Jaka była najgorsza rzecz, którą kiedykolwiek zrobiłeś? To zdanie otwiera powieść Strauba i rodzi pewien problem. Małe miasteczko Milburn, a w nim poznajemy grupkę starszych panów, tak zwane Stowarzyszenie Chowder, które opowiada sobie straszne historie. Niektóre mniej lub bardziej prawdziwe, ale to przecież nieistotne, bo siła opowieści nie tkwi w jej prawdziwości czy celu, lecz w samej potrzebie i radości opowiadania. Tak jak Stowarzyszenie przez opowieści chce uzyskać katharsis, tak horror sam w sobie służy nam, czytelnikom, w oczyszczeniu siebie. Jednak przez to fabuła Upiornej opowieści nie jest zaskakująca, a wręcz jest przewidywalna. Przez to opowieści, które snują bohaterowie są o wiele ciekawsze niż to, co dzieje się w teraźniejszości. Naprawdę, ciężko się nie domyślić jaka to tajemnica łączy członków Stowarzyszenia Chowder. Ale tak naprawdę trudno się czepiać o przewidywalność, ponieważ ewidentnie widać, że porywająca, nieprzewidywalna fabuła nie była celem autora. Wystarczy tylko spojrzeć na miejsce finałowej potyczki z potworem, albo na te wszystkie nawiązania.
No, ale czy Upiorna opowieść straszy? Cóż, może nie straszy, ale na pewno przeraża. Straub mistrzowsko buduje nastrój grozy i niepokoju. Na początku towarzyszymy starszym panom jakby przy ognisku w lesie, gdy dzielą się nieprawdopodobnymi historiami, które wciągają i fascynują. Jednak powieść choruje na podobne schorzenie co Miasteczko Salem Stephena Kinga. Kiedy już poznajemy potwora (o którym nie chcę tu mówić, żeby nie zepsuć czytelnikowi osobistej konfrontacji), to atmosfera trochę się ulatnia i książka przestaje budzić grozę. Ale może to tylko moje własne preferencje. A może wynika to z tego, że bohaterowie (których jest dużo) nie są na tyle wyraziści, żebym miał się jakoś personalnie z nimi związać.

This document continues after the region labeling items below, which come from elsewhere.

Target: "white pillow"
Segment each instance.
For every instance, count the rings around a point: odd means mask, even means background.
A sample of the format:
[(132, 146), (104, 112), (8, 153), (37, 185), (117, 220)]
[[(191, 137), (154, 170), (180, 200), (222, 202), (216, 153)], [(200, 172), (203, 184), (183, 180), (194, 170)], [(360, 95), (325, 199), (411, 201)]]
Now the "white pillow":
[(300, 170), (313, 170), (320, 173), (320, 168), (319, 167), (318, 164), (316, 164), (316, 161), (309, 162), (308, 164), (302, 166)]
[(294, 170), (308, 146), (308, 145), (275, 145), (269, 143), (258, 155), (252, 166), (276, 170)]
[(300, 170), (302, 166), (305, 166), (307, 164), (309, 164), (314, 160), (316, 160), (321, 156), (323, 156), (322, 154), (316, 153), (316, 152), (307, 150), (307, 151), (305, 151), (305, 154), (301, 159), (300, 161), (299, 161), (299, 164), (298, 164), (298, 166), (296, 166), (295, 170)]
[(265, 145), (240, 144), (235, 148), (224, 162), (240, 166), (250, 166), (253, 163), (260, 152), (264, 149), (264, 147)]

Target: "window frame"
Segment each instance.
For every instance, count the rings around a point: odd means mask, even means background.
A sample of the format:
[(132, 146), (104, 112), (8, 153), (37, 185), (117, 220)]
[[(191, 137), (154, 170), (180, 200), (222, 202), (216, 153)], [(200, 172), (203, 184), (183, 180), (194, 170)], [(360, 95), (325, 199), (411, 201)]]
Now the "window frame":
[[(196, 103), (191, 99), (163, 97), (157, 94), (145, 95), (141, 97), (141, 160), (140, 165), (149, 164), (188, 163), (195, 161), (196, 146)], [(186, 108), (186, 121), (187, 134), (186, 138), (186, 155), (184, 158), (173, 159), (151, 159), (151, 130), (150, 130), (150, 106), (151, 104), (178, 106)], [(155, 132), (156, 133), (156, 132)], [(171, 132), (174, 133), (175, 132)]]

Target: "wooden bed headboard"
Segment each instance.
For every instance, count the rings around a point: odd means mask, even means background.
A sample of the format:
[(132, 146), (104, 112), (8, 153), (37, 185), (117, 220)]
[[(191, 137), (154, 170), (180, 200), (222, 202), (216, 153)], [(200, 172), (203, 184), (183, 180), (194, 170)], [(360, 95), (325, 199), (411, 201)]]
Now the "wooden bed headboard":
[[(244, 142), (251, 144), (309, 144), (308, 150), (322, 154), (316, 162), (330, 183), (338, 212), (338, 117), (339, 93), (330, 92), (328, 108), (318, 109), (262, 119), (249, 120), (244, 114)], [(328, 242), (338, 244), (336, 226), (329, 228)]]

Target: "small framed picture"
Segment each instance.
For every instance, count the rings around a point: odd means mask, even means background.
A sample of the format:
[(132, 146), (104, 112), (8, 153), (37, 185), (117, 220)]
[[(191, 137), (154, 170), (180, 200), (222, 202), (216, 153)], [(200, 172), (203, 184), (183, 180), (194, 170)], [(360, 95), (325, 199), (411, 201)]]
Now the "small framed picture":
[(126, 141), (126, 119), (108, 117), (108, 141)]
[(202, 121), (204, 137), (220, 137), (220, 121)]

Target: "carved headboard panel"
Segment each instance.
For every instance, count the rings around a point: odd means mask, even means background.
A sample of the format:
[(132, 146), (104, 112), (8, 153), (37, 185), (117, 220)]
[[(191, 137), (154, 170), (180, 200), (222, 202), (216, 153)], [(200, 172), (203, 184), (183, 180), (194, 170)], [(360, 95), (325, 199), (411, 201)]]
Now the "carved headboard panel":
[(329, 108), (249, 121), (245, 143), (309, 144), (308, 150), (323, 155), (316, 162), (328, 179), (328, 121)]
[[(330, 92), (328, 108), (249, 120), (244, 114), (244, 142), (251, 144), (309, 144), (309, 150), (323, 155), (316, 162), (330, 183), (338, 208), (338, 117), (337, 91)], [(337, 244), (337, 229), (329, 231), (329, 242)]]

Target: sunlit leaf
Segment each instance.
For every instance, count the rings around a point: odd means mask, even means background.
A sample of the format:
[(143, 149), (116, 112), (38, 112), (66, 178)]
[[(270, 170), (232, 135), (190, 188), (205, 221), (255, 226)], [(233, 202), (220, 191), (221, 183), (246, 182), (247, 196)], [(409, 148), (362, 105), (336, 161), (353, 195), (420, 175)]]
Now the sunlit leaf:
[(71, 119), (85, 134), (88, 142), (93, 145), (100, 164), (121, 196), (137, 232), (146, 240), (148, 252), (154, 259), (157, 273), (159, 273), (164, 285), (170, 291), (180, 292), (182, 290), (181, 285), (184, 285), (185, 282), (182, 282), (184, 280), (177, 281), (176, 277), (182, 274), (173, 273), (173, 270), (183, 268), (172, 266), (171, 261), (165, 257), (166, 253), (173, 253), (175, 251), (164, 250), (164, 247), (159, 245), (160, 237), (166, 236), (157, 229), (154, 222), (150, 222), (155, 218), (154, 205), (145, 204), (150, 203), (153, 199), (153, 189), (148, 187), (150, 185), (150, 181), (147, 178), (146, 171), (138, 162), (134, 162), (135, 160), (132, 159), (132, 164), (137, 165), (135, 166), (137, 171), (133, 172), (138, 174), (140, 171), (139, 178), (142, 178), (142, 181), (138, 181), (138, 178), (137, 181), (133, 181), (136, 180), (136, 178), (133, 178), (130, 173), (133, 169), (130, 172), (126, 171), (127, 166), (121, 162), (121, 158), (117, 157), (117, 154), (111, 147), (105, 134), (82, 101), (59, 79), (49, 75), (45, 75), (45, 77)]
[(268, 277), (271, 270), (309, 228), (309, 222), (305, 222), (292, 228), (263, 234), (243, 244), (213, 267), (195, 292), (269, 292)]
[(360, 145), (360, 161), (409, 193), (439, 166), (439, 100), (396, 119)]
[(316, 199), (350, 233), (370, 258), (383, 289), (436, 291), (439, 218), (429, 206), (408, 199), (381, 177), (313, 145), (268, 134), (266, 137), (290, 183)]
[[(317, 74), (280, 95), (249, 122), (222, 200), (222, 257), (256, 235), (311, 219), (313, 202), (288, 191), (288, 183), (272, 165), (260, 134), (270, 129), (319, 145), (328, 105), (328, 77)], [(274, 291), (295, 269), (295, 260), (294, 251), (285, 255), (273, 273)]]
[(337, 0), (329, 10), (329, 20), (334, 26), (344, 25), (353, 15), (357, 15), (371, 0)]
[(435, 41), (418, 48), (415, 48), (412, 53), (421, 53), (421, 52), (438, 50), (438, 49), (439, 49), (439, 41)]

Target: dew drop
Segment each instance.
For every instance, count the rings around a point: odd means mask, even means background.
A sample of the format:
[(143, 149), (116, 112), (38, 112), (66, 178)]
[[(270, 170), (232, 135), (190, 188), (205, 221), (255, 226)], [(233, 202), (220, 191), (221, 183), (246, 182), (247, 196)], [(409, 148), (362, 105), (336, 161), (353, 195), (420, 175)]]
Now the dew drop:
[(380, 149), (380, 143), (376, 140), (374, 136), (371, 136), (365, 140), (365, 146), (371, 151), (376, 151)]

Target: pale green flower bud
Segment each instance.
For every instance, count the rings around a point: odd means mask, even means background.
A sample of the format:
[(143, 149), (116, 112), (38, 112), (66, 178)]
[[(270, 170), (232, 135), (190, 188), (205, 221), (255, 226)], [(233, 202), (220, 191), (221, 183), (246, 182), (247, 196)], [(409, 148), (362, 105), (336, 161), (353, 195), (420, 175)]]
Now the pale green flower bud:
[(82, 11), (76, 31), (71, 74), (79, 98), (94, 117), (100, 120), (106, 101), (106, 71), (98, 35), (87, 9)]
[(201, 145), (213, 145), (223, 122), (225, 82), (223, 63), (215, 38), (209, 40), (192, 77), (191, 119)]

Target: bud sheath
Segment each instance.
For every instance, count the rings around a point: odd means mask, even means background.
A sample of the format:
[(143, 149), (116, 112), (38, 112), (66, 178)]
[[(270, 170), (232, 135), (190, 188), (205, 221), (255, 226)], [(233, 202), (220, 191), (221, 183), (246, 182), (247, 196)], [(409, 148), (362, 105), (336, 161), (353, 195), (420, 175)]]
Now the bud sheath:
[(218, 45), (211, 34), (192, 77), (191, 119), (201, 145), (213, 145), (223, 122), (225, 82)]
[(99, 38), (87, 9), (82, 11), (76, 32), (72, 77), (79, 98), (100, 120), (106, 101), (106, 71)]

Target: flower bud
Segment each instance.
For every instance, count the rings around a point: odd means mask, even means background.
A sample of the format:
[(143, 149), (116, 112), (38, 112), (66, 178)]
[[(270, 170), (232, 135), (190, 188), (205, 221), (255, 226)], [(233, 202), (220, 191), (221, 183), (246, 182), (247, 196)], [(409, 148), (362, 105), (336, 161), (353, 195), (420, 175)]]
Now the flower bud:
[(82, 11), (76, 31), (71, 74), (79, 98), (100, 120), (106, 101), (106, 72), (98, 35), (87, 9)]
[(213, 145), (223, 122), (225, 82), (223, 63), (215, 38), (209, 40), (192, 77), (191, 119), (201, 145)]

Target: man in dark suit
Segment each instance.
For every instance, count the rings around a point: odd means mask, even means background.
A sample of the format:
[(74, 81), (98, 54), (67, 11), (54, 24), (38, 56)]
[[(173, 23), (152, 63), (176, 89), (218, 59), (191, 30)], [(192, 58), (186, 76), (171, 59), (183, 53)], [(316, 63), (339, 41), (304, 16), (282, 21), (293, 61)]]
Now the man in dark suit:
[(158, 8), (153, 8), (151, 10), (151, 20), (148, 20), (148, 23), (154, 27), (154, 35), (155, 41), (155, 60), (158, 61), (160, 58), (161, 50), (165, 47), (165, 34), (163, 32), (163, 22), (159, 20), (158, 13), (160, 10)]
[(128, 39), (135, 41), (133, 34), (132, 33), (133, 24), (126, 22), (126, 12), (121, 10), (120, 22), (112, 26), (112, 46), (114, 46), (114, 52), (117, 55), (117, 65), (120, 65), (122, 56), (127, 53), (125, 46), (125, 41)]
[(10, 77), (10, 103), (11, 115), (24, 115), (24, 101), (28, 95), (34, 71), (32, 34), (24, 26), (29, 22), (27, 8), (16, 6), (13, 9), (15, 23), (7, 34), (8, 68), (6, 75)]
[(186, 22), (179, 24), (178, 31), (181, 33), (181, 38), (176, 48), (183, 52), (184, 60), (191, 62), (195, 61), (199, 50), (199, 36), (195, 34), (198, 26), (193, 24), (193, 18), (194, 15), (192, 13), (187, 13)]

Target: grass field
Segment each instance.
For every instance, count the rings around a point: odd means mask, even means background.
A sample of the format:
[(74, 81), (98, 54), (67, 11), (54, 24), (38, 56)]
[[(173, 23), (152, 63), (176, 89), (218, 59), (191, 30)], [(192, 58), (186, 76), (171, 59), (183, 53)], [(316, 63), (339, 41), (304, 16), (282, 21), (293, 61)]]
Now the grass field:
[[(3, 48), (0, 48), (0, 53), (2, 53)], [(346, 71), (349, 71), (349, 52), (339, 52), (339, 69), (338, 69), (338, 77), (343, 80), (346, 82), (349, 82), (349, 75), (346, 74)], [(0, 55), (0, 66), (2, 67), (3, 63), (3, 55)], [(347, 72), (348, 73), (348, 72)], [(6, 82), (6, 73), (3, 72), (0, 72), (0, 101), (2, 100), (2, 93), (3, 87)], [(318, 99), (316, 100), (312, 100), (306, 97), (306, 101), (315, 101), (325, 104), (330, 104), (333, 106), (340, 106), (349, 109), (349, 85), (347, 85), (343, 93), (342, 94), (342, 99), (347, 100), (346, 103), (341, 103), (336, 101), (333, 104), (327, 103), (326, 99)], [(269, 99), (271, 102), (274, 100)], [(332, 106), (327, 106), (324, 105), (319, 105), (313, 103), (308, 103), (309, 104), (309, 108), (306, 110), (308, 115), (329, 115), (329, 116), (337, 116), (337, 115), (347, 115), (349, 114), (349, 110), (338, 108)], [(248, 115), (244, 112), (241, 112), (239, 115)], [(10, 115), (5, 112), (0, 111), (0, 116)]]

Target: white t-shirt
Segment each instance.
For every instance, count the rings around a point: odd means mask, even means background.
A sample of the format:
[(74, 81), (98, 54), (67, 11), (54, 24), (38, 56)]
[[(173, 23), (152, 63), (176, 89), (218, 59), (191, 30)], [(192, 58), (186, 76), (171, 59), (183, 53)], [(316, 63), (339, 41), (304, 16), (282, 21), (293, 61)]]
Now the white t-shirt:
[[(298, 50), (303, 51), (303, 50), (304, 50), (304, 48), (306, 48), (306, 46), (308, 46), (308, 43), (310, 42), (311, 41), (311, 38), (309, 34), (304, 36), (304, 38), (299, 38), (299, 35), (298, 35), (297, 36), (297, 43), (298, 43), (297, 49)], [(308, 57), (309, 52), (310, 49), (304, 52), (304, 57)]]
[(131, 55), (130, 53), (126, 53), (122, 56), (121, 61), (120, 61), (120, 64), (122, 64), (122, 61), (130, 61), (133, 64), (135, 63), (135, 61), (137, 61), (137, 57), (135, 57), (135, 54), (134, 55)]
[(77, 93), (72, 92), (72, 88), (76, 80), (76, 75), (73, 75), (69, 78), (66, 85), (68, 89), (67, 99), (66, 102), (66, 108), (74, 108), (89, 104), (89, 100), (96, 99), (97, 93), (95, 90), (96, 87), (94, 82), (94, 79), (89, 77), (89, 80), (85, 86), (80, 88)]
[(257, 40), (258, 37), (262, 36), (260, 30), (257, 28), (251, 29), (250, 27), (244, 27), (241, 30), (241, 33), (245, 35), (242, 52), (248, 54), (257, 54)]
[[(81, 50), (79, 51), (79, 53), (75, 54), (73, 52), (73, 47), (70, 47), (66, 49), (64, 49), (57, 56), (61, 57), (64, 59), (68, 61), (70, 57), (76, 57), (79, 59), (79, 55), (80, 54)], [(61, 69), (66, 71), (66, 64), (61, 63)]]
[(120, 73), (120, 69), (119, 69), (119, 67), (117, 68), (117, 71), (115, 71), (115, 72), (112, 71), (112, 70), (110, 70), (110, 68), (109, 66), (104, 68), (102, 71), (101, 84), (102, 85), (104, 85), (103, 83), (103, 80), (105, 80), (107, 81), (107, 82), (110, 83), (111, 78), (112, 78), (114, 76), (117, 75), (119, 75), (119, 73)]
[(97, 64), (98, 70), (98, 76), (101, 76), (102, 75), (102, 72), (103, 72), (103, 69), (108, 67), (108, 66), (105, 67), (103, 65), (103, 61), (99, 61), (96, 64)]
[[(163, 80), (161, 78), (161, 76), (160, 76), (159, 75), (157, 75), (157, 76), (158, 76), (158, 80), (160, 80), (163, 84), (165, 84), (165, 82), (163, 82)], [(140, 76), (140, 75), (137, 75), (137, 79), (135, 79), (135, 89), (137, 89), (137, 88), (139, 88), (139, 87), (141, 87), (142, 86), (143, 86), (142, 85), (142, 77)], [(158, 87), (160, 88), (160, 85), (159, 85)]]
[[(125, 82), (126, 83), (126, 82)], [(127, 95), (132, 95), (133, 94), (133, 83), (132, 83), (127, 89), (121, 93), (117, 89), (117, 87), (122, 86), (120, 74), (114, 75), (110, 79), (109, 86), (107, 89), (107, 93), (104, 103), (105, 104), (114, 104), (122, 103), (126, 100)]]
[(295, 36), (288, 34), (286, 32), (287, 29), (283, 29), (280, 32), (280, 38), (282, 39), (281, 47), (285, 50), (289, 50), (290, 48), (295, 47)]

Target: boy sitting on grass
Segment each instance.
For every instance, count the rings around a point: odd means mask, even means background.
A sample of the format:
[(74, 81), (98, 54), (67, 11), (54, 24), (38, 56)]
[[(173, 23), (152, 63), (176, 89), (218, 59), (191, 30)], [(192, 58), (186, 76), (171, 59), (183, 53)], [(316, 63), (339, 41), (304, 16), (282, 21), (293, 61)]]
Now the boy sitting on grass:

Trzeba zaznaczyć to, że Upiorna opowieść nie jest książką dla każdego. Horrorowy laik może się w tym nie odnaleźć. No i Straub wymaga od czytelnika skupienia, uważnej lektury. To nie jest powieść na jeden wieczór i to nie tylko ze względu na swoją objętość. Jest to też dzieło bardzo powolne, Straub doprowadził tu gawędziarstwo do mistrzostwa i jeśli nie przepadasz za takim typowo amerykańskim gadaniem o niczym, to się w dziele pana Petera nie odnajdziesz. Ja jestem stylem autora zachwycony - nic nie jest tu przegadane, zawsze znajdziemy moment na oddech.
Upiorna opowieść niewątpliwie wielkim dziełem jest i zachwyca. Wprawdzie nie składam jej pokłonów, nie zbudowałem specjalnego ołtarzyka ku jej czci, ale to nadal jedna z najciekawszych, najlepiej skonstruowanych powieści grozy, jakie czytałem. To jest chyba jakaś rekomendacja, więc składam swoją rekomendację. Jeśli jesteś fanem horroru (czy raczej powinienem powiedzieć grozy), to musisz przeczytać Upiorną opowieść, bo entuzjaście gatunku trochę wstyd jej nie znać.
Mimo tego nie uważam, że na pytanie - jaka była najgorsza rzecz, którą kiedykolwiek zrobiłeś, trzeba byłoby odpowiedzieć - nie czytałem Upiornej opowieści. Zapewniam także, że na pytanie - jaka była najgorsza rzecz, która kiedykolwiek ci się przytrafiła, nie odpowiesz - lektura Upiornej opowieści.
Pozdrawiam serdecznie, Wilston Qoraqkos.